Step 5: Running a Sample MapReduce Job
Upload Sample Data to HDFS
Inside the container, prepare an input directory in HDFS:
hdfs dfs -mkdir -p /user/hadoop/input
Upload Hadoop’s default configuration XML files as test data:
hdfs dfs -put $HADOOP_HOME/etc/hadoop/*.xml /user/hadoop/input
Run the WordCount Job
Hadoop provides example programs. Run the WordCount job to count words in the uploaded files:
hadoop jar $HADOOP_HOME/share/hadoop/mapreduce/hadoop-mapreduce-examples-*.jar wordcount /user/hadoop/input /user/hadoop/output
Check the Output
After the job is completed, display the results:
hdfs dfs -cat /user/hadoop/output/part-r-00000
This shows the word frequencies in the sample data.
Step 5: Exiting the Container
This step is not needed.

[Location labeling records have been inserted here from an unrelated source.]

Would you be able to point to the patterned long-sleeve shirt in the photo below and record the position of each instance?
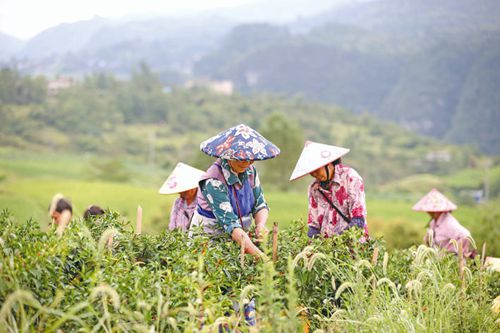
(346, 191)
(216, 193)
(181, 214)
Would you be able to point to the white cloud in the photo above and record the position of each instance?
(26, 18)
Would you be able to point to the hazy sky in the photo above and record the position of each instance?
(26, 18)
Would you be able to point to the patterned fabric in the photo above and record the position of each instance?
(217, 202)
(181, 214)
(240, 143)
(446, 228)
(346, 192)
(434, 201)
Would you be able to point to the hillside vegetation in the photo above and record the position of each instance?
(135, 118)
(433, 72)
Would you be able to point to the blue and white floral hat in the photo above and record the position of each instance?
(241, 143)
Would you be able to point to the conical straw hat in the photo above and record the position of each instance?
(434, 201)
(241, 143)
(314, 156)
(183, 178)
(53, 203)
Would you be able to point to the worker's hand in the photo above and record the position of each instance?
(261, 232)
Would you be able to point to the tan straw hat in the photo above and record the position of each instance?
(314, 156)
(183, 178)
(434, 201)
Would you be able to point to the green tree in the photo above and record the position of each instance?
(287, 134)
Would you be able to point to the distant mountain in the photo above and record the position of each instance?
(410, 61)
(9, 46)
(100, 45)
(64, 38)
(418, 18)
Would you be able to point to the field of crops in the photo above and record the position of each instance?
(169, 283)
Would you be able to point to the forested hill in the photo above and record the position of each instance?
(429, 65)
(140, 119)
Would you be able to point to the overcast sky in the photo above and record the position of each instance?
(25, 18)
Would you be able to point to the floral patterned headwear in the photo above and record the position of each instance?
(434, 201)
(183, 178)
(241, 143)
(314, 156)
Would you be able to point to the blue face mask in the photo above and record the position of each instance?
(326, 184)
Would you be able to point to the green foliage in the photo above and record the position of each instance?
(288, 136)
(15, 89)
(111, 170)
(87, 281)
(136, 119)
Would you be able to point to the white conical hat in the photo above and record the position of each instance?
(434, 201)
(314, 156)
(183, 178)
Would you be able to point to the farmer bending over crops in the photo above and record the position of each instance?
(60, 210)
(444, 227)
(92, 210)
(183, 180)
(336, 196)
(230, 193)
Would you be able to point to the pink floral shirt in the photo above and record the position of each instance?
(181, 214)
(347, 193)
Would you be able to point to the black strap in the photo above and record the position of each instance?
(334, 207)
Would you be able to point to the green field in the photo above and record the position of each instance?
(28, 182)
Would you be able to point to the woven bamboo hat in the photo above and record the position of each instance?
(434, 201)
(314, 156)
(183, 178)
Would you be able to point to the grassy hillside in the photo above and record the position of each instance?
(28, 182)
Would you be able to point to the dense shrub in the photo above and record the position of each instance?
(83, 281)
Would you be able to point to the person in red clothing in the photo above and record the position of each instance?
(443, 226)
(337, 194)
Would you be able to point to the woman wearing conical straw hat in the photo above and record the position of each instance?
(230, 193)
(443, 226)
(183, 180)
(337, 194)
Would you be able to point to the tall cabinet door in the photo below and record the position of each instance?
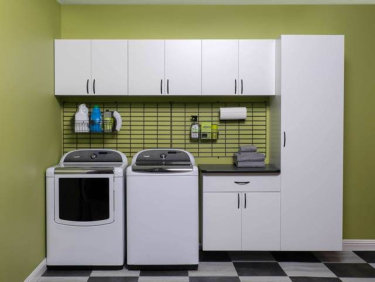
(221, 221)
(72, 67)
(146, 67)
(312, 86)
(261, 221)
(257, 67)
(183, 67)
(109, 67)
(220, 67)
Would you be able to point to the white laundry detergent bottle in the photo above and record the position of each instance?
(82, 119)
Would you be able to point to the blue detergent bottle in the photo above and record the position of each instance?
(96, 120)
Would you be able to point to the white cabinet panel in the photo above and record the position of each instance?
(261, 221)
(220, 67)
(312, 154)
(221, 221)
(109, 67)
(241, 183)
(257, 67)
(146, 67)
(183, 67)
(72, 67)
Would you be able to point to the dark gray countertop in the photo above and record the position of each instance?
(224, 168)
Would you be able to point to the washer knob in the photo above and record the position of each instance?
(163, 156)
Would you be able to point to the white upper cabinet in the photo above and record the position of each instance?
(220, 67)
(146, 67)
(90, 67)
(183, 67)
(109, 67)
(72, 67)
(257, 67)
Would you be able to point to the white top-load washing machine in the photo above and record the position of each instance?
(85, 210)
(162, 210)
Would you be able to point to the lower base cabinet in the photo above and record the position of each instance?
(241, 221)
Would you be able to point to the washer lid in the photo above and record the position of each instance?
(94, 156)
(163, 160)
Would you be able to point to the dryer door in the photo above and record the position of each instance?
(84, 200)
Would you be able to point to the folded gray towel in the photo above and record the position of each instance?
(248, 148)
(250, 164)
(249, 156)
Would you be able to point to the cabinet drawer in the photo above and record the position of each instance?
(241, 183)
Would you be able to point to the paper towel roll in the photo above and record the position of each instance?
(233, 113)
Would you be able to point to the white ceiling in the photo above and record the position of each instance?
(215, 2)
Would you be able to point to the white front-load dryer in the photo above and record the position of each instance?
(85, 210)
(162, 210)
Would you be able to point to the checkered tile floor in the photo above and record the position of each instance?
(245, 267)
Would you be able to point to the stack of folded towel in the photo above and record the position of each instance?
(247, 156)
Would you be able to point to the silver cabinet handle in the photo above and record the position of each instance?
(114, 201)
(242, 182)
(284, 139)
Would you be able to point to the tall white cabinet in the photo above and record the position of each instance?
(312, 97)
(301, 208)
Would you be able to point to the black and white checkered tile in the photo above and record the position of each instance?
(245, 267)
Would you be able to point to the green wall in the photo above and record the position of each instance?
(357, 23)
(30, 135)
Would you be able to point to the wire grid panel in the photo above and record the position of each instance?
(167, 125)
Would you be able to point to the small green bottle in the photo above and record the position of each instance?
(195, 128)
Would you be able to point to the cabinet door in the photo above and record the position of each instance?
(72, 67)
(146, 67)
(257, 67)
(261, 221)
(221, 221)
(183, 67)
(312, 93)
(109, 67)
(220, 67)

You can stop a running container by giving the `docker stop` command without deleting it and also restart it again using `docker start`
Stop the Container (Use a separate terminal)
To stop the container without deleting it:
docker stop hadoop-cluster
Restart the Container
To restart later:
docker start -i hadoop-cluster
The -i
flag allows you to interact with the container.
Customize HDFS Configurations
Important: Open a new terminal to continue the work.
Objective
Modify HDFS settings to observe their impact on performance. For example:
- Change the replication factor to reduce redundancy.
- Adjust the block size to optimize file processing.
Steps to Edit Configuration Files
- Access the Container
docker exec -it hadoop-cluster /bin/bash
2. Navigate to Configuration Files
cd $HADOOP_HOME/etc/hadoop
3. List all installed documents by typing this command to see whether the file we are going to edit is there.
ls
4. Open a new terminal
Copy the File from the Container to the Host
Use the docker cp
command from the host terminal to copy the core-site.xml
file:
docker cp hadoop-cluster:/opt/hadoop-3.2.1/etc/hadoop/core-site.xml ./core-site.xml
Edit the File on Your Host Machine
Open the file with any text editor on your local system, such as:
- Notepad++ (Windows)
- VS Code
- Nano/Vi (Linux or macOS)
Add the desired configurations (e.g., fs.defaultFS
or replication factor) to the file.
<?xml version="1.0" encoding="UTF-8"?>
<?xml-stylesheet type="text/xsl" href="configuration.xsl"?>
<configuration>
<property>
<name>fs.defaultFS</name>
<value>hdfs://localhost:8020</value>
</property>
<property>
<name>fs.defaultFS</name>
<value>hdfs://localhost:8020</value>
</property>
<property>
<name>dfs.replication</name>
<value>1</value>
</property>
</configuration>
Copy the Modified File Back to the Container
Once you’ve made the changes, copy the file back to the container:
docker cp ./core-site.xml hadoop-cluster:/opt/hadoop-3.2.1/etc/hadoop/core-site.xml
Confirm Changes in the Container
- Re-enter the container:
docker exec -it hadoop-cluster /bin/bash
2. Verify the updated file:
cat /opt/hadoop-3.2.1/etc/hadoop/core-site.xml
Commit All the Changes
As the final step, commit all the changes to a new GitHub repository.